俺をここに連れて来た騎士が、このきみの悪い部屋の奥にある扉の中へと消えると……。
「ダキー!!!!」
その扉の奥から叫び声が聞こえて来た。
すると、扉を蹴り開けて、一人の少女が姿を現した。
少女はニッと笑っていて八重歯が見える。お世辞にも胸が大きいとは言えないが、身にまとった白衣は袖から腕が出ておらず、なんなら白衣は思い切り地面を引きずられていた。

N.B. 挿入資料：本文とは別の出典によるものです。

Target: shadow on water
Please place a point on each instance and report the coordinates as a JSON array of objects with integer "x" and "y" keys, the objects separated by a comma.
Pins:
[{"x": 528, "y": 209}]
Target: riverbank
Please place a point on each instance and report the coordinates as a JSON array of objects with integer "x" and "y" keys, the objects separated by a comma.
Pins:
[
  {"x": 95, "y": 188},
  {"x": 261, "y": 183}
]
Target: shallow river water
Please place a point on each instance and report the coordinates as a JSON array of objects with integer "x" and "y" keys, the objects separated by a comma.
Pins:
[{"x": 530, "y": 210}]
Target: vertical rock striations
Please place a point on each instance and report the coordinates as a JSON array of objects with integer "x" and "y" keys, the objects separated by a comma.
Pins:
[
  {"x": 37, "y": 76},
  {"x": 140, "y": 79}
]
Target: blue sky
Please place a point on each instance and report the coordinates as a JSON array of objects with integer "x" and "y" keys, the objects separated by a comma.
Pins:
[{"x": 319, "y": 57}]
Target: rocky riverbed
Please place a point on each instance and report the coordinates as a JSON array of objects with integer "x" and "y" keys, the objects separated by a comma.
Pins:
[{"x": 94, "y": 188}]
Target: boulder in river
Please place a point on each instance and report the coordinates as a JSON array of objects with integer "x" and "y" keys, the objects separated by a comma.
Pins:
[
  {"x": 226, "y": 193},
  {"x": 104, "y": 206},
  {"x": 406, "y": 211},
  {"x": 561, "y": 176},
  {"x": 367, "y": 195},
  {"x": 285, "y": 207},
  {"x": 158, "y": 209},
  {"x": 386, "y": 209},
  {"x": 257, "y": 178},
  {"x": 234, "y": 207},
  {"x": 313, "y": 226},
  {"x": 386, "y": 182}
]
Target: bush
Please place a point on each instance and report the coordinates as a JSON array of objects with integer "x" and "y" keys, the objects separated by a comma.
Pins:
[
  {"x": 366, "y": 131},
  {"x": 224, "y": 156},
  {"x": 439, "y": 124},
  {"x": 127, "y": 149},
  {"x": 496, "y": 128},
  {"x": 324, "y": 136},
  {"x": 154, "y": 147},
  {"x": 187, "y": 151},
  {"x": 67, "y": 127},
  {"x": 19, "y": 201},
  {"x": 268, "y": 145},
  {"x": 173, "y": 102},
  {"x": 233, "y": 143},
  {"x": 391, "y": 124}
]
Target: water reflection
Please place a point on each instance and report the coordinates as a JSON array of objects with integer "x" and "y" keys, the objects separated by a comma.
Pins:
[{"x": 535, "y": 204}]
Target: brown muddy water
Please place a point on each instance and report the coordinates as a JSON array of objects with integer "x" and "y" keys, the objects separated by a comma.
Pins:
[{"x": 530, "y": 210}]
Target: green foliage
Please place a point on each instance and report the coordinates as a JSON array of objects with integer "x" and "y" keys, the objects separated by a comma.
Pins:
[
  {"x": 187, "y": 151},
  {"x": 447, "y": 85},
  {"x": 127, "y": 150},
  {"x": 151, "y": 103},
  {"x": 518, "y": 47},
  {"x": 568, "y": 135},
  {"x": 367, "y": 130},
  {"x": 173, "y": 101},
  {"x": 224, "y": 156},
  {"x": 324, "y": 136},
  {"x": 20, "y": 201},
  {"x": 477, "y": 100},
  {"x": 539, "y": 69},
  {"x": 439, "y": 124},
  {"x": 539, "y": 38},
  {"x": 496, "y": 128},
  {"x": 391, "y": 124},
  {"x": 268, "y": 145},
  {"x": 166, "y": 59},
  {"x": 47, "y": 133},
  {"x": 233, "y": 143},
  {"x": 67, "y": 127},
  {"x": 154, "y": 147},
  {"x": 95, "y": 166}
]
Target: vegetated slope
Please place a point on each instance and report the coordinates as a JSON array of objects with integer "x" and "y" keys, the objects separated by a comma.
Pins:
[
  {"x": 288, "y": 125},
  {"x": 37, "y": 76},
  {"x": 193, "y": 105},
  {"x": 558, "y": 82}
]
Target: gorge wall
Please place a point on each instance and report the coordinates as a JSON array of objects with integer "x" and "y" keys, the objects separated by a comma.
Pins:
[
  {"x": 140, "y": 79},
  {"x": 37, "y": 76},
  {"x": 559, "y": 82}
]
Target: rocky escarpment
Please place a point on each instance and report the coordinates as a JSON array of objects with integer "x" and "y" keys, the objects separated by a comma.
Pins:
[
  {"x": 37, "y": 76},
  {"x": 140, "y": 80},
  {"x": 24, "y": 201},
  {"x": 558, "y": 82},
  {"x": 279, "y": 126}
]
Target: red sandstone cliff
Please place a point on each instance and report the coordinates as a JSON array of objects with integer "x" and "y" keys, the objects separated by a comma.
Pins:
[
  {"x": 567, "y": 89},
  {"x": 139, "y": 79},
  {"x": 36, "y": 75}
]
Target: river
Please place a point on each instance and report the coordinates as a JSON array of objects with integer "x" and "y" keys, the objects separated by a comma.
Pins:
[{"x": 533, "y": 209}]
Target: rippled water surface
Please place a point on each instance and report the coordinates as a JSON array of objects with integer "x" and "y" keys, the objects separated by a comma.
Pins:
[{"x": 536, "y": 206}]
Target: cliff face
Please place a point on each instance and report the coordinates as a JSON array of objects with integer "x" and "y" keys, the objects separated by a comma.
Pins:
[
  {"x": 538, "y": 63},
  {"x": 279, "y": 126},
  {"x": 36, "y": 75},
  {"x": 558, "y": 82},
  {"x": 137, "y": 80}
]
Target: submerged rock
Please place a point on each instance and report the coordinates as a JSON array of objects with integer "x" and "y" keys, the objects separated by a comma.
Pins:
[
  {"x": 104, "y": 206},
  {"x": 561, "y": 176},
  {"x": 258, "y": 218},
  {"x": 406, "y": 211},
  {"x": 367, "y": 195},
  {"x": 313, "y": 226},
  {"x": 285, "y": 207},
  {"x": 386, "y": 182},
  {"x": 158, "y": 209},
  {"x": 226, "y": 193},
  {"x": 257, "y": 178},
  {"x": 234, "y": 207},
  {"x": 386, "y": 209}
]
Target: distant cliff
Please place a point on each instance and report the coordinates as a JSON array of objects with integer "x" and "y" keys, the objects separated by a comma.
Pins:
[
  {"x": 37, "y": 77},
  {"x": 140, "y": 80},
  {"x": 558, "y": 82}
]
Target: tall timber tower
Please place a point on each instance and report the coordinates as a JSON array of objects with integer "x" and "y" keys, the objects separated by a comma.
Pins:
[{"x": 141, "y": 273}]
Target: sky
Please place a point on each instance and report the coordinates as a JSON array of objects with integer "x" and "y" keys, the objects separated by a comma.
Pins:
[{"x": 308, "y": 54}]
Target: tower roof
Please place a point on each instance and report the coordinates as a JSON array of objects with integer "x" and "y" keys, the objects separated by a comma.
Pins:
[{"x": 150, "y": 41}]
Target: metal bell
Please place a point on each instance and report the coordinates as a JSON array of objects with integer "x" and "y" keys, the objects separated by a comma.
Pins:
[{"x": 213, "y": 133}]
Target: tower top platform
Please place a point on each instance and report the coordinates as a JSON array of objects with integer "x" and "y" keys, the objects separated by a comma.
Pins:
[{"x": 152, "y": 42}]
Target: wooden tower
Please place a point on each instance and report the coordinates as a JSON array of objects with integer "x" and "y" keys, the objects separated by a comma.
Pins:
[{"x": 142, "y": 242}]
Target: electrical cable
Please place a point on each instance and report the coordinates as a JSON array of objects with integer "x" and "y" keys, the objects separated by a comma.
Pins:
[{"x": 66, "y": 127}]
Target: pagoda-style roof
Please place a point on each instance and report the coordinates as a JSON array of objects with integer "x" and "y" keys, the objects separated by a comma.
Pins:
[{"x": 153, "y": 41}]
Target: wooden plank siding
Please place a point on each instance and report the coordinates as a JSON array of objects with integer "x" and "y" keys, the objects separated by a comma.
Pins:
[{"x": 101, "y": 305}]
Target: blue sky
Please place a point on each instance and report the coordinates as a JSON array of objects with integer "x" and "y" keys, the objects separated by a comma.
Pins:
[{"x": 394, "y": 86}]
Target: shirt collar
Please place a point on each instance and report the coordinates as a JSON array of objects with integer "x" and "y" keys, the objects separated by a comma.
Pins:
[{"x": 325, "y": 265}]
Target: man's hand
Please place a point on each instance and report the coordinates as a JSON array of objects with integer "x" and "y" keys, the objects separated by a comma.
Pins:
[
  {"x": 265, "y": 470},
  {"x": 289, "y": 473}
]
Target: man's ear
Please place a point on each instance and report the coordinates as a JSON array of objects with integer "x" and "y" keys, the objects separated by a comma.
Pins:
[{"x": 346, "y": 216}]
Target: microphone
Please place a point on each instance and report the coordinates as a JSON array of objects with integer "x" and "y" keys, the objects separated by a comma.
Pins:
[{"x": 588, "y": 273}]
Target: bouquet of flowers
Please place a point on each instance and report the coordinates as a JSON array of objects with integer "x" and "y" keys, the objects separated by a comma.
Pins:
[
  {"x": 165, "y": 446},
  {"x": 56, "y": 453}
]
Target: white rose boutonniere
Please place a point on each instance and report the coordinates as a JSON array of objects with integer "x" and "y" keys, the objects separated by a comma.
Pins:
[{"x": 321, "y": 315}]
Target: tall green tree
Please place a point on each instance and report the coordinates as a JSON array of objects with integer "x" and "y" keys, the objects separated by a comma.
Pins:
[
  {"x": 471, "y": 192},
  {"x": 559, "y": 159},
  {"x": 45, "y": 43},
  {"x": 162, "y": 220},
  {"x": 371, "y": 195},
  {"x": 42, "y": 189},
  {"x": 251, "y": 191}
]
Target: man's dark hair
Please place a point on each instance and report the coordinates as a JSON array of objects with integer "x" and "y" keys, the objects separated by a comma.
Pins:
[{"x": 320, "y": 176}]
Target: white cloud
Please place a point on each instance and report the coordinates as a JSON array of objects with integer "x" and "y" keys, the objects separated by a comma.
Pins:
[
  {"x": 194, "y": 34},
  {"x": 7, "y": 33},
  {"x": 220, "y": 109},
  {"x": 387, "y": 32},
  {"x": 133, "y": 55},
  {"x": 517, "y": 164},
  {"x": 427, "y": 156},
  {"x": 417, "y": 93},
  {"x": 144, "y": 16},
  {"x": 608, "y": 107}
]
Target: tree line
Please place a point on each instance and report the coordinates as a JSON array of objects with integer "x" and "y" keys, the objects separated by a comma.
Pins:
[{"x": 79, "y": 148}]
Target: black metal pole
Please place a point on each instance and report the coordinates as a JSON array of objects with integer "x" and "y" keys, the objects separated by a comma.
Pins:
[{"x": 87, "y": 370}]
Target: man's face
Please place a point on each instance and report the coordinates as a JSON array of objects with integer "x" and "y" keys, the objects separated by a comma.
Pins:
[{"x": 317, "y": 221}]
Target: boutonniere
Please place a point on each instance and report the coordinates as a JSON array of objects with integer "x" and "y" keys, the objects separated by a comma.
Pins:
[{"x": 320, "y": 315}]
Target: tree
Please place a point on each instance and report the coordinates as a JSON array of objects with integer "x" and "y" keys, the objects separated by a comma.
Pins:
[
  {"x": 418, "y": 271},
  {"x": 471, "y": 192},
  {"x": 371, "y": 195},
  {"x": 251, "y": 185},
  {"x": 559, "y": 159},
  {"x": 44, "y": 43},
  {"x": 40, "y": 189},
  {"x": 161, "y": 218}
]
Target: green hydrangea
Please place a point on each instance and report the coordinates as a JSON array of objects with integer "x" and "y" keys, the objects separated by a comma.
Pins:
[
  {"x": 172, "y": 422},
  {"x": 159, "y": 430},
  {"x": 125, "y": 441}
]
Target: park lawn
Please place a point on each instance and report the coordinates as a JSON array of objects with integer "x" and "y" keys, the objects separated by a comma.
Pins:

そして、金色に輝く少女の長髪の合間からぴょこんと少し丸みの帯びたエルフの耳がのぞき見えていた。
少女は、懐から一冊のボロボロの本を取り出すと……。
「こ、ん、にちわ」
「あっ、こんにちは」
挨拶してきた。
俺が挨拶を返すと、少女は年相応な笑みと共に、俺に抱き着いてくる。
「ギシリキタシナ!!」
「いや、何言ってるかわからないよ」
俺がそういうと、少女はまたボロボロの本に視線を戻す。
「なに、いてるか、わからーないよ、グリデス、グリデス」
少女は俺が何を言ったのかを理解したのか、うんうんと頭を上下に動かしていた。
なるほどなるほど、とでも言ってる仕草だな。
その少女がまた年相応な笑みで俺のことを見つめてくると、またボロボロの本に視線をもどして、言うことが決まったのか本をぱたんと閉じて、深呼吸をする。
「わたーしは、リスタとー、もします」
私は、リスタと申します。と自己紹介をし始めたロリっ子だった。